From the House of the Dead -- Metropolitan Opera, 11/12/09
Margita, Streit, Hoare, Mattei, White / Salonen
Much-lauded director Patrice Chéreau has never before done a show at the Met, and on the evidence of this Janacek premiere one suspects he's never seen a show there either. Perhaps at the previous stops of this touring production his step of putting supertitles onstage (projected on the dull grey walls) in the general vicinity of the characters seemed brilliant, but it's no accident that this house uses individual subtitle screens instead. Not the least reason is that there's no spot (except perhaps dead center where singers are) from which every member of the audience can clearly make out titles -- and having the words moved from left to right and back again only makes things worse, messing up one section of the audience after another with titling hidden behind a wall or some other feature. This was a terrible idea, and I'm surprised Peter Gelb or some other Met veteran didn't have it cut.
Besides this distracting, unnecessary, and possibly illegible underlining, the production was mostly what one might have expected. Drab grey sets, check. Modern clothes of indeterminate time and place, check. Full frontal male nudity, check. Physical direction emphasizing earthy brutality and roughness, check. Not that these are bad choices, mind you, but they're the predictable ones. The show did end on a sour note when Chéreau didn't bother having the eagle fly off: the thing being a wooden model anyway, most of the prisoners pretended to see it go off to the left while one guy just folded it up and put it behind his back. Cheap.
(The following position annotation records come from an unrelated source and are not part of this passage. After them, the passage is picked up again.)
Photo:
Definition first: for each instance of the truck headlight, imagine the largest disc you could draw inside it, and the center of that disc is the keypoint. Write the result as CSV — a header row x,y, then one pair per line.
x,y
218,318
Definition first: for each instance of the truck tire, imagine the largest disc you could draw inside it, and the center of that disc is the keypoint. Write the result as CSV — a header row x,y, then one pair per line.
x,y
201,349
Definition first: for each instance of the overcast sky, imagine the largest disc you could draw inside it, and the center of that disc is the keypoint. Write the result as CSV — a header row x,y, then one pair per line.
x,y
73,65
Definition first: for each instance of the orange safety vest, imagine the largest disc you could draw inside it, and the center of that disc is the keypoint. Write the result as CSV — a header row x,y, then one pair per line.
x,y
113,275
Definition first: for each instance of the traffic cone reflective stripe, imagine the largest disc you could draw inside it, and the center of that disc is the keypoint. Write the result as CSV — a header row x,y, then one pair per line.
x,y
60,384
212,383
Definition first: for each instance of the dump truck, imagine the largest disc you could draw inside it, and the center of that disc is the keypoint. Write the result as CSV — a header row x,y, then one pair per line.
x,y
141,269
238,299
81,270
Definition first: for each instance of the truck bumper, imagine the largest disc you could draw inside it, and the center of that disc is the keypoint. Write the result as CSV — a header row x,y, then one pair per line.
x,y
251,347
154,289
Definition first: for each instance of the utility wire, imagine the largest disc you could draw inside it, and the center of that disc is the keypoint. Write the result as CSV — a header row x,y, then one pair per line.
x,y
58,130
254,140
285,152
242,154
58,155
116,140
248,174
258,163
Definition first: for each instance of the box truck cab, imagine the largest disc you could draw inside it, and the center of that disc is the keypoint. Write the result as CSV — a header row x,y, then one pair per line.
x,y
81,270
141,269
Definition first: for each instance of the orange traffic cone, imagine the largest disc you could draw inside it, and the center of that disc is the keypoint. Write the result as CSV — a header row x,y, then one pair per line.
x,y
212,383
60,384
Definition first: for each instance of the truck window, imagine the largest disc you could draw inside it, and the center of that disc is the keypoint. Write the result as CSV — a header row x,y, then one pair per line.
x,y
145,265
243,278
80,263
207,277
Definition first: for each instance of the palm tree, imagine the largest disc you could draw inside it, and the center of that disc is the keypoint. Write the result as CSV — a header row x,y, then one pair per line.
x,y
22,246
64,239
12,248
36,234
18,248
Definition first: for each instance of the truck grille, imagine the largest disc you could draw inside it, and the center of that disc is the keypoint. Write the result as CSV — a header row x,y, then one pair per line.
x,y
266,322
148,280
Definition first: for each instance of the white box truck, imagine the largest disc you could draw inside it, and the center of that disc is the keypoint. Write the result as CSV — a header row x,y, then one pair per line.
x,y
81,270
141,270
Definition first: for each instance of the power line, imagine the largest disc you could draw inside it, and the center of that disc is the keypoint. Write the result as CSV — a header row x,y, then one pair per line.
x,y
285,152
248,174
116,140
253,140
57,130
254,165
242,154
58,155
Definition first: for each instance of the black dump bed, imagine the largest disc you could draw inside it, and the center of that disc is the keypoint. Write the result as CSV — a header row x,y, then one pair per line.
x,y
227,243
Oh, but the music, and the opera! That was something to hear and take in. Where other operas lengthen time, Janacek's shortens it: the endless grimness of a prison camp becomes an evanescent near-vignette, conveying the essence of the life without any of the tedium. One mini-story shifts to another as if in a dream, which Chéreau's production highlights by running the action mostly together with little sense of time transition. And the musical language should be familiar to any who know the composer's earlier works.
All the performers serve Janacek well, including debuting singers Stefan Margita and Peter Hoare and of course debuting conductor Esa-Pekka Salonen, who well continues the recent house tradition of excellent Janacek conducting. But the show is stolen by baritone Peter Mattei, whose character Shishkov gets the fullest and last story: a tale of love, not-quite-love, and bloody jealousy that -- in Mattei's hands at least -- is not far from the essence of opera.